(QUÉBEC) Les Québécois qui vivent en milieu rural sont-ils plus susceptibles de souffrir de problèmes de santé en raison de leur proximité des champs où sont épandus des pesticides comme l’ont montré des études menées ailleurs dans le monde ?

Il n’existe pratiquement aucune donnée scientifique sur le sujet. C’est pourquoi le gouvernement Legault doit mettre sur pied un registre qui permettra de cartographier l’usage des pesticides dans la province, a plaidé une chercheure québécoise de renommée internationale, ce matin, en commission parlementaire.

« On va ensuite pouvoir voir si vivre proche d’un champ où il y a eu l’épandage de telle molécule ou de telle molécule augmente le risque [de souffrir d’une maladie]. Ce serait des mesures concrètes, importantes, qui permettraient de mieux cibler quels pesticides il faut réglementer plus sévèrement », a expliqué Maryse Bouchard, professeure agrégée au département de santé environnementale et de santé au travail de l’Université de Montréal et du CHU Sainte-Justine. « Je ne suis pas en train de dire que tous les pesticides se valent, c’est des milliers de molécules différentes, mais il faudrait être capable de cibler ceux qui sont le plus dangereux. »

Les données réclamées par Maryse Bouchard et deux de ses confrères — le professeur Marc-André Verner et le médecin Patrick Ntantu Nkinsa — sont déjà recensées sur le terrain par les producteurs agricoles.

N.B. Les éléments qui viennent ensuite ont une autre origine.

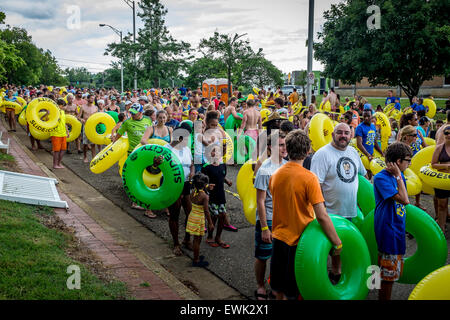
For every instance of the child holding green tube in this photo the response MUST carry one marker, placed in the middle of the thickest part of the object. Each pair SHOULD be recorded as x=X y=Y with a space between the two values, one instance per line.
x=391 y=197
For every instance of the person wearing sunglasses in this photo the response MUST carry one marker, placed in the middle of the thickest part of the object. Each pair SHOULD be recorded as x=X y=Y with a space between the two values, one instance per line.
x=411 y=119
x=441 y=162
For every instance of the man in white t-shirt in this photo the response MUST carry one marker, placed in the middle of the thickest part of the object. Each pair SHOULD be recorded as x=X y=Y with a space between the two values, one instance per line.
x=263 y=229
x=337 y=166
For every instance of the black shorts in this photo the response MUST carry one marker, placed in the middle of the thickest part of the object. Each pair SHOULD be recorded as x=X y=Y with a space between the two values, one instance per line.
x=441 y=194
x=282 y=274
x=187 y=188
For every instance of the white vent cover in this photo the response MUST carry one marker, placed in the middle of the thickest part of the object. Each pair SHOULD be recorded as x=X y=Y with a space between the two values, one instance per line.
x=4 y=146
x=29 y=189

Depuis avril 2018, le Code de gestion des pesticides force les agriculteurs à tenir un registre de leur usage de ces produits chimiques à la ferme. Ils doivent conserver les données durant cinq ans. Par contre, ces données sont colligées et conservées de manière individuelle au sein de chaque entreprise agricole.

Mme Bouchard explique qu’une fois centralisées et informatisées, ces données pourraient ensuite être croisées avec celles des systèmes de santé ou d’éducation.

« Il est crucial que ces données soient accessibles aux chercheurs, à une résolution géographique et temporelle très fine afin de permettre de connaître quels pesticides ont été épandus en quelles quantités, à quels endroits et à quels moments. Il n’y a aucune raison valable pour que ces informations d’intérêt public demeurent cachées. »

Des données inquiétantes ailleurs dans le monde

Maryse Bouchard est détentrice d’un doctorat en sciences de l’environnement. Elle a ensuite parfait sa formation à l’Université Harvard et à la University of California à Berkeley.

Lors de son second stage de recherche postdoctoral à Berkeley, elle a participé à la réalisation de l’une des études les plus célèbres dans le monde sur les effets des pesticides sur les populations agricoles.

Menée sur 600 femmes enceintes vivant dans une communauté agricole en Californie, cette étude a mesuré l’exposition aux pesticides à travers les résidus dans l’urine.

« Notre étude a montré que l’exposition prénatale aux pesticides organophosphorés était associée à des déficits significatifs de quotient intellectuel. Ce résultat est important et susceptible d’avoir des conséquences à long terme sur la vie des personnes, car le QI prédit, en partie, le succès académique et est même corrélé avec le revenu une fois à l’âge adulte. »

Lors de son passage à Harvard, Mme Bouchard a participé à la réalisation d’une étude sur 1139 enfants âgés de 8 à 15 ans.

« Nos résultats ont montré que les enfants les plus exposés aux pesticides de la classe des organophosphorés étaient plus susceptibles d’être diagnostiqués avec un trouble déficitaire de l’attention avec ou sans hyperactivité (TDAH). »

La commission reprend cet après-midi à 15 h avec le témoignage de l’Association professionnelle en nutrition des cultures et des Producteurs de grains du Québec.